Mulberries


The walk to the nearest grocery store is about 20 minutes in whatever weather Changzhou has for me – usually rain and wind. I call this local Tesco the fish market and if you went in I think it would be clear why. All along the way up to Tesco there’re a lot of things happening but in Tesco there’s even more going on. There are two floors to it, the first having clothes and shampoos and anything else you shouldn’t eat if you can’t help it. My little fish market isn’t so packed on the first floor but ‘packed’ is relative even past the normal standards for most adjectives and it’d be too crowded for a lot of folks I know back home. Up top where the food is it gets truly hot and hectic.

A kind of low-sloped escalator walkway leads slowly up to the top floor where all the heat has risen and sticks around in glops. Right out front are the bread, fruit, and fish sections where most people crowd around to inspect the fresh food for the freshest food. Kids are clamoring and people are talking up more hot air to feed into the already hot and healthy glops. The glops crowd around with the smell of fish and bread and fruit until eventually things yield into pre-packaged things such as Oreos and other big cookie and snack brands. All of the checkout stations wrap around in an L at the front – the smaller side of the L being quick shop stations that are rarely open. After a normal ten to fifteen minute wait with my red bag bloated up with daily things I step out of the whole place back into the relative cold.

Along the way a friend says she’s nearby so I go looking a little bit and after not catching her come into a chain bakery called Bread Talk. In China most folk don’t have ovens or like to bake so there are bakeries everywhere. In the back of the warm and orange tinted Bread Talk there’s a row of drinks packaged with deep primary colors that stir me. I go to the one with blue so dark it nearly seems like velvet. It’s shaped like a little jug and the top is wrapped off with a cloth on top like homemade jam. It’s mulberry juice.

It feels cold on the edges of my hot fingers just recently roughly wrought by the hard and heavy pull of my red bag full up with food for the week. It’s not competing on price but I am buying on feeling so that doesn’t matter. As soon as it’s sold I peel the cloth wrapping off and twist it open. It is cold and deep and rich.

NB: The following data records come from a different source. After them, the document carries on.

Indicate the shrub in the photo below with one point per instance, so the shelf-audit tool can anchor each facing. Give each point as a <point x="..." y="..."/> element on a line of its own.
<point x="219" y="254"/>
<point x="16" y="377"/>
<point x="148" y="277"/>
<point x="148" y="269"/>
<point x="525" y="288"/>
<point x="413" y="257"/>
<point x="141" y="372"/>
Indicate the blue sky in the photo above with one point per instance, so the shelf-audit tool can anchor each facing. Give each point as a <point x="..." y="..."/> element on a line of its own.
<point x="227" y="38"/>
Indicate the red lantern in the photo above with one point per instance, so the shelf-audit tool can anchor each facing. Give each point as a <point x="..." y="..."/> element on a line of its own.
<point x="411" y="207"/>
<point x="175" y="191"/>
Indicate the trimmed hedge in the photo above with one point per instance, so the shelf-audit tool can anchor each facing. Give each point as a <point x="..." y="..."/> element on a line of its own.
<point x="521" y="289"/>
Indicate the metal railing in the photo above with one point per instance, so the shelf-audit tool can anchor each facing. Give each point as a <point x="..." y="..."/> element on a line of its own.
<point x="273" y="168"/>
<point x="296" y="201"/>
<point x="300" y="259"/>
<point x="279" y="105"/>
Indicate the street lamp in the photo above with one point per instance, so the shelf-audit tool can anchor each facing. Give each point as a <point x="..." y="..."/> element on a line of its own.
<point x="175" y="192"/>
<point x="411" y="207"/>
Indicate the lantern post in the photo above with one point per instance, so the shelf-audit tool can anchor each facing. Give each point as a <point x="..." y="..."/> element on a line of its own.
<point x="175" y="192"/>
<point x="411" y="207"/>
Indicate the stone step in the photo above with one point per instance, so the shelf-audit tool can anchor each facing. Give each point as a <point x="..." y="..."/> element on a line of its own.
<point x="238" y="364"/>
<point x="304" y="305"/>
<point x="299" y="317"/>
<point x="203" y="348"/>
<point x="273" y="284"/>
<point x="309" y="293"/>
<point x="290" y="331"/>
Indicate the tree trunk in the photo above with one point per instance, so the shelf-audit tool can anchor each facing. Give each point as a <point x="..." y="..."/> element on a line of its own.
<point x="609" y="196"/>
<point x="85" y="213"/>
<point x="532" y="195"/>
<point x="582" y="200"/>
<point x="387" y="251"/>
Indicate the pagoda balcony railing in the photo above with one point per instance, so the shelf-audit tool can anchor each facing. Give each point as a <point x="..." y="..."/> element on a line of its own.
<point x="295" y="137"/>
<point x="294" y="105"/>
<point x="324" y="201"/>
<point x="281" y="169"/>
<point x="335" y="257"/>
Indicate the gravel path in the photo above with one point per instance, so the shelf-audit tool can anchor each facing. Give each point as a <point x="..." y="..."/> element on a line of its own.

My best childhood friends live down the block and a little ways away from a mulberry tree whose sweet fruit hangs its branches low. We were lower stooped back then but reached up enough to pull the mulberries down and I remember my friends introducing that kind of taste to me. It was sort of like a blueberry in taste, without the sweet bite of sugary juice. Blueberries are tense capillary fruits with thin skins full to burst with juice and flavor, but mulberries have a more mellow grind – like a less intense raspberry.

It is cold and deep and rich. I am ambling back to my home in Changzhou on muscle memory-based navigation because my head’s back underneath that mulberry tree; I am clinging onto branch like those rich little berries. That day the skies were gray in China but I was looking up and feeling the light blue of humid Indianapolis summers. There were white clouds above me, white clouds as fluffy as my thick sighs after each greedy glug of the deep blue – almost purple – juice. I am home in Indy now and walked the family dog underneath that mulberry tree. I had forgotten how all the berries fall and stain the concrete sidewalks with smatters of purplish blue and bluish purple. I had forgotten how small it really is now. Despite all that the sky is really just as wide and just as blue; the clouds are still fluffed up as Midwestern sighs.